— Дешево, — сказала Вера себе и вдруг, вместе с вынырнувшим из-за крыши и из облака солнцем, появилась в витрине. Дерзкая шляпка, безупречный локон, потемневшие от страдания глаза.
— Ребенок, — сказала Вера. Губы ее отвратительно изогнулись: — Ребенок?
Она коснулась своего живота, ничего при этом не ощутив.
Бедное ничтожество, жалкое безмолвное ничто. Он никогда не появится на свет. Он никому не нужен. Не был — и теперь уже не будет.

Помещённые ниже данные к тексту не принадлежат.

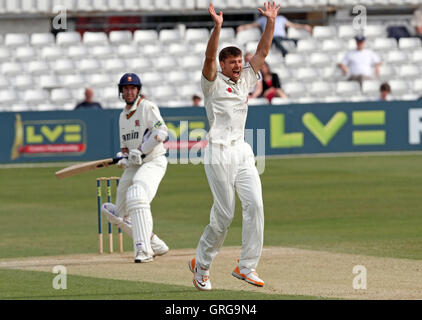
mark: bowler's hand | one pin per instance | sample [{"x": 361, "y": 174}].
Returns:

Марина вырвалась в Бретань из Парижа и на краткий миг обрела то, о чем несбыточно грезила: «четыре стены». Не в прямом смысле — потому что здесь-то, на морском побережье, стен, разумеется, почти не было, но в более общем и более насущном: четыре стены как отъединенность от всех остальных. От голосов других людей, от чувств других людей, от их кричащих душ, от их голодных желудков, от их ленивых рук. Ей хотелось услышать тишину, в которой сами собой, как сталактиты, зарождаются стихи.

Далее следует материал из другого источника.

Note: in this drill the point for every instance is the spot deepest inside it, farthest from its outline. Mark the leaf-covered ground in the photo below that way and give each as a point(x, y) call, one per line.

Но теперь шумела и кричала и мешала ей слышать неназойливый голос поэзии ее собственная душа. Как будто кошки когтями драли-драли — и содрали остатки кожи. В душе все болело и саднило.
Приехал Болевич. В гости к Эфрону. Впрочем, как раз это обстоятельство почти не взволновало Марину. Все, что пылало в Праге, давно уже перегорело, ушло в прошлое, обрело надежную (не вырвется на волю!) оболочку двух поэм и нескольких стихотворений.
Болевич вполне искренне восхищался ее творчеством, но делал это отстраненно и до обидного справедливо. Он не видел в ней женщину. Он отказывался видеть горячее женское естество в этой изношенной оболочке, которая носила в себе великую, певучую душу.
Их взаимное равнодушие время от времени слегка обижало обоих. Обижало и удивляло. Но в общем и целом не мешало их общению на побережье Бретани.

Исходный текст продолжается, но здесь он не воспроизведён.